An epoch refers to one full cycle through the training dataset

Responsible Generative AI, Responsible AI (RAI)

When planning, use the following approach:

Map potential harms for planned solution
Measure harms in the solution’s outputs
Mitigate harms using multiple layers like:
- Model
- Safety system
  - Content filters, thresholds for violence, hate and unfairness, sexual content, self harm
  - Prompt shields to prevent “jailbreak” attacks by malicious people that want to work around content safety
- System message and grounding
- User experience
Manage the solution responsibly through deployment and operations

Evaluating Generative AI Performance

Examples:

Comparisons: Compare an input with the expected response. Comparisons can be done across models to check model suitability.

Automated evaluation: Use test data and compare results, test data generation and evaluation can be AI assisted and automated. Results are evaluated on different criteria like:

Quality of answers like accessibility, tone
Quality using specific scores
Risk and safety measuring violent, sexual, self-harm content

Exercise: Create a chat app

Deploy a gpt-4o model in the foundry and using the endpoint information and Azure identity and AI libraries in Python, call the model with prompts to receive responses.

For this exercise and others, see completed lab code at GitHub - justunsix/automatetheboringstuff-py-tests: Testing Python

Exercise: Create an generative AI using your own data

Create new AI hub resource and create an ada-002 embedding model and gpt-4o model. Add data in the form of PDF documents with travel brochures for cities and index them with Azure AI Search.

Set up the GPT chat with the indexed data in the chat playground and give it a prompt and observe usage and citing of the indexed data.

Using code, call the chat model with the Azure AI Search index and vectorize the query. Give it a prompt and observe usage and citing of the indexed data.

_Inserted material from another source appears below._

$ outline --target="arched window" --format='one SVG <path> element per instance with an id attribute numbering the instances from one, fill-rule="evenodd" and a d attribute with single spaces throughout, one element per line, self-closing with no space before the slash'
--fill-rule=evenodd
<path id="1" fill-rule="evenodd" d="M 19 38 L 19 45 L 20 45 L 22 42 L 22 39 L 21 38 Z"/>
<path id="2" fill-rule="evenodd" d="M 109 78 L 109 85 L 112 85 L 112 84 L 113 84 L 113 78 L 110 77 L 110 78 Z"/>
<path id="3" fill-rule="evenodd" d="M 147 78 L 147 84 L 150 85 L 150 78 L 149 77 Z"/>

Exercise: Apply Content Filters to prevent output of harmful content

Create an AI Foundry gpt-4o model. Set up content filters and see changes in responses to high offensive or worrisome prompts.

Exercise: Evaluate generative AI model performance

Create two models and upload travel agent chat questions and expected answers. Use manual inspection of results with the questions with gpt-4o to evaluate answers. Use automated evaluation of gpt-4o-mini using gpt-4o as an evaluator based on various methods like semantic comparison.

Exploration Questions

Q: What are ways for an application to authenticate for using the API?

Entra ID is preferred. In the lab, az login does that login. If an application cannot use Entra ID, the API endpoints and keys can be used, but not recommended.

Q: I’m interested in the RAG app we worked on yesterday in the labs and expanding on it like an operational knowledge base for employees. What is your recommendation after this course to apply the RAG concepts we learned. So far going through the Python SDK docs, library docstrings and Microsoft Learn docs for Azure AI Search, Azure AI Foundry Models were helpful

Read and understand vector databases and Azure AI Search for indexing data.

Another approach is investigate data stores like Cosmos DB. Content can be stored as a vector in a database and application calling the model can use the database. For examples, vectors can be added as an additional column in a table.

Q: What happens when models change?

If using a specific model like gpt-4o, the model might be updated with the latest training information, but the same version of the model would have similar reasoning and functionality and not require further changes after deployment and use with a solution.